Cells including RAW264.7, bone-marrow-derived macrophages from TLR7−/− mice or controls and cells subjected to genetic methods reducing the mRNA expression of TLR7 were used to examine the interaction of HSP70 with TLR7. The effect of HSP70-TLR7 interaction on phagocytosis was assessed using phagocytosis assays described earlier.

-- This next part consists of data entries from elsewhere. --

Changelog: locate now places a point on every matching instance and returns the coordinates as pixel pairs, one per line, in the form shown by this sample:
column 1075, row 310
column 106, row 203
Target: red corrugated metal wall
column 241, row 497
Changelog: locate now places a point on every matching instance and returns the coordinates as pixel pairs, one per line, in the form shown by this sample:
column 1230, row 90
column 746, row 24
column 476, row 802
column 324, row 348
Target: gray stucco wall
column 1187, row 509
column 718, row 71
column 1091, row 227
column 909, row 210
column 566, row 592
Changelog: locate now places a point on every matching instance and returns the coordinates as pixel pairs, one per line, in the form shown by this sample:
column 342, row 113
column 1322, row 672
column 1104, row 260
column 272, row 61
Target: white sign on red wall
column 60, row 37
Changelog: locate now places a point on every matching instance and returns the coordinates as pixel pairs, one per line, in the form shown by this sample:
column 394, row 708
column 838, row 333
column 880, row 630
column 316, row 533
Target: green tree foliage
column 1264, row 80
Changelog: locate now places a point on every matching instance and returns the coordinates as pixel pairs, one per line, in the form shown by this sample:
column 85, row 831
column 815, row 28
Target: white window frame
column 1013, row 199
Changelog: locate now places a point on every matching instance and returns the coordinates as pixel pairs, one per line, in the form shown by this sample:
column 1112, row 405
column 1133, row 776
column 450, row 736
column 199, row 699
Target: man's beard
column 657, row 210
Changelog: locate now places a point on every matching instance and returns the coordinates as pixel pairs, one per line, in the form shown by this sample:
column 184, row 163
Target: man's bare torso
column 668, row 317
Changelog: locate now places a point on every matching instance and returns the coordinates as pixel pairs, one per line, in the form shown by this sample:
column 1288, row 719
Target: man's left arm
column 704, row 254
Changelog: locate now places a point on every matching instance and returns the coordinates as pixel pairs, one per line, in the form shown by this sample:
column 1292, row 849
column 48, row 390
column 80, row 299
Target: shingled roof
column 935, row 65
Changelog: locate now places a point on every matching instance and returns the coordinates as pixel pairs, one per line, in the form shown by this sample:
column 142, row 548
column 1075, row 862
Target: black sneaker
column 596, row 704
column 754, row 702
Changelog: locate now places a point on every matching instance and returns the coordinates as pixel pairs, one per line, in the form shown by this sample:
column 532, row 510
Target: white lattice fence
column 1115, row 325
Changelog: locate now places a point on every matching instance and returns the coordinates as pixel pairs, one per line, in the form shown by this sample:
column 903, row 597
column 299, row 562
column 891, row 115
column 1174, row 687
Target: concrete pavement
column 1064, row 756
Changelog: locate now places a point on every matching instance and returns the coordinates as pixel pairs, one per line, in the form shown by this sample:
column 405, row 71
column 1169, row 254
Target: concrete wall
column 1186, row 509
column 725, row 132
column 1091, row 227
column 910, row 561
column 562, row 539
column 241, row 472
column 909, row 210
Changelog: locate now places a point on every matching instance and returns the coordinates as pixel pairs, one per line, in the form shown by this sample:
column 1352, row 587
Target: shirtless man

HSP70 binds Toll-like receptor-7 (TLR7) on the lipid raft microdomain of macrophage plasma membrane. Subsequent signaling is mediated through phosphoinositide 3-kinase (PI3K) and the up-regulation of the p38 MAP kinase pathways, both known activators of the phagocytic mechanisms. Reduced expression of TLR7 either via short interfering RNA for TLR7 (siRNA-TLR7) or using bone-marrow derived macrophages from TLR7−/− mice show that, as macrophages lose expression of TLR7, their ability to mediate HSP70-induced phagocytosis undergoes a corresponding diminution. Similarly, disruption of lipid rafts or blocking HSP70-TLR7-interaction or treatment with wortmannin and SB203580, inhibitors of PI3K or p38 MAPK, respectively, abrogates HSP70-induced macrophage phagocytosis.

The interaction of HSP70 and LR-associated TLR7, two phylogenetically conserved molecules, activates a rapid, membrane-bound signaling pathway that enhances phagocytosis, a vital innate defense mechanism. This study elucidates critical mechanistic elements that mediate HSP70-enhanced phagocytosis by macrophages.